Of course, Prodi can derive some consolation from the fact that his government lasted 20 months. But it was always only a matter of time before his brittle center-left coalition fell apart. And it finally happened in dramatic fashion yesterday – after a fractious no-confidence Senate debate, during which one senator was spat upon, fainted, and had to be carried out on a stretcher.
Alas, it hardly seems to matter why Italians lost confidence in Prodi’s leadership. Because, with the 60-year record cited above, not even the Pope could withstand their fickle scrutiny.

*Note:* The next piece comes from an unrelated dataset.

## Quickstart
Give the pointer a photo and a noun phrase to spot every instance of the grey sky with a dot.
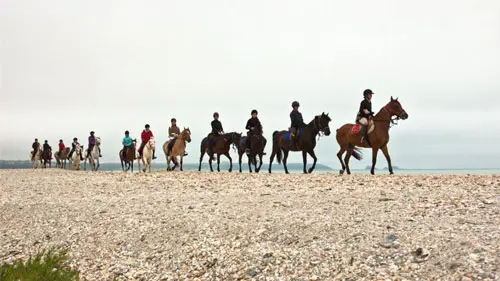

Meanwhile, Berlusconi made it clear yesterday that he is eager for yet another episode as prime minister. Because he responded to the fall of Prodi’s government by declaring that “we need to go to the polls in the shortest time possible without delay”.
And it would not surprise me if Italians re-elect him…again. This, notwithstanding that Berlusconi seemed to spend almost as much time during his beleaguered premierships (April 1994 – January 1995 and June 2001- May 2006) defending himself in court (against a battery of corruption charges) as he did representing them.
After all, there’s no denying that Berlusconi has been the most influential, dynamic and stabilizing figure in Italian politics since World War II.